Last and still open is the question what to make of PCAOB chairman Doty’s bravura assertion before the SEC, in his remarks but not in his published speech, that, “Based on recent discussions, I am also optimistic that we will be able, during 2014, to sign a long-sought agreement to inspect the audit work of PCAOB-registered firms based in China.”
There may be those so beguiled by Doty’s melodious Texas accent and handsome career gravitas as to believe that this remarkable hostage to fortune amounts to credible likelihood of PCAOB inspection of audit firms in China. They are entitled to their views -- and the maneuvering after the SEC Administrative Law Judge’s enforcement order of January 22 against the Chinese firms of the Big Four for failure to produce subpoenaed documents is at least not inconsistent.

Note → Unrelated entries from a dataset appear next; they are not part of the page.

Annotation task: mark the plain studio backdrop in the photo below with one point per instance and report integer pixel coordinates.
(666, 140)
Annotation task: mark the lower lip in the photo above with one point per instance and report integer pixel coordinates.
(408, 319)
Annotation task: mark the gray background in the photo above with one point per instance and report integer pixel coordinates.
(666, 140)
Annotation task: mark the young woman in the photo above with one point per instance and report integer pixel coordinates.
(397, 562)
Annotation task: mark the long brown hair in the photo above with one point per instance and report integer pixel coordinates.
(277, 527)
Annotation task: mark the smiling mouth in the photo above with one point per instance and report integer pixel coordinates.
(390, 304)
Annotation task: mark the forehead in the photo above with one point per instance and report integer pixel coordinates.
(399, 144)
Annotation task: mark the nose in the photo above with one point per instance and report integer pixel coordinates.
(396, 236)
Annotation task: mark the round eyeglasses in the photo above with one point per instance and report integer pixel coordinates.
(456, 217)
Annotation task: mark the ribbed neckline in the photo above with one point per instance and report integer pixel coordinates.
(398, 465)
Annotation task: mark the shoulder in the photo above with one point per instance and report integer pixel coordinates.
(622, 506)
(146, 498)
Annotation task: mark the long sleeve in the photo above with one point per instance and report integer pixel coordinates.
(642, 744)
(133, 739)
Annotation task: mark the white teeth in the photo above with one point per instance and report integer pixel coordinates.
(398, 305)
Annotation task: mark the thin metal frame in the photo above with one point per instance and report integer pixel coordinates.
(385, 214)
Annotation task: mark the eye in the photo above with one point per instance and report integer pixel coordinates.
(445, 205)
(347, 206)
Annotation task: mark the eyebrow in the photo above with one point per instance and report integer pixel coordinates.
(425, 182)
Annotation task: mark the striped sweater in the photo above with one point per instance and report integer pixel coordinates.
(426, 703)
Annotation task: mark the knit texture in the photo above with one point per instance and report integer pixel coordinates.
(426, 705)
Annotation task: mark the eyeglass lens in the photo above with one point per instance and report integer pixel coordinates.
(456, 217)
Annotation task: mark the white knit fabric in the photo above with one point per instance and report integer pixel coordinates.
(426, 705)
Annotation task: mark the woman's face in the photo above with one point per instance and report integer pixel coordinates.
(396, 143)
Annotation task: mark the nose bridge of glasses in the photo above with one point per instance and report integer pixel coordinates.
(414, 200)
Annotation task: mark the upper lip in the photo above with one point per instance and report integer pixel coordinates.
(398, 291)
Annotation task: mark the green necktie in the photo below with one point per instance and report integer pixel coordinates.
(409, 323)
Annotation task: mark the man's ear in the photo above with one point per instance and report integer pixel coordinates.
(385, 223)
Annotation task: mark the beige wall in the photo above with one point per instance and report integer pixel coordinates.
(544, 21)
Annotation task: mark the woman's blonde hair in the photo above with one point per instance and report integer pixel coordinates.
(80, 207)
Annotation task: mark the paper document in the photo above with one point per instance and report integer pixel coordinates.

But over a decade into the PCAOB’s shut-out from China, Chairman Doty’s actual record of diplomatic accomplishment – contrasted with the bravado of his speech in the friendliest possible home-court setting – deservedly recalls Winston Churchill’s description of Clement Attlee, as “a sheep in sheep’s clothing.”
This is especially true as Doty heads into his fourth year as agency chairman – a tenure not exceeded by any of his predecessors – making it a good prediction that he will be either gone or going by the time of next year’s SEC budget party, leaving his successor to hold the poisoned chalice of a still-pending Chinese impasse.
And that’s especially the case, when recalling that the Chinese approach to negotiations – reflected in Zhou Enlai’s long-view perspective as to the impact of the French Revolution[1] – “too early to say” – is measured not in the tenure of American functionaries but over eras of celestial duration.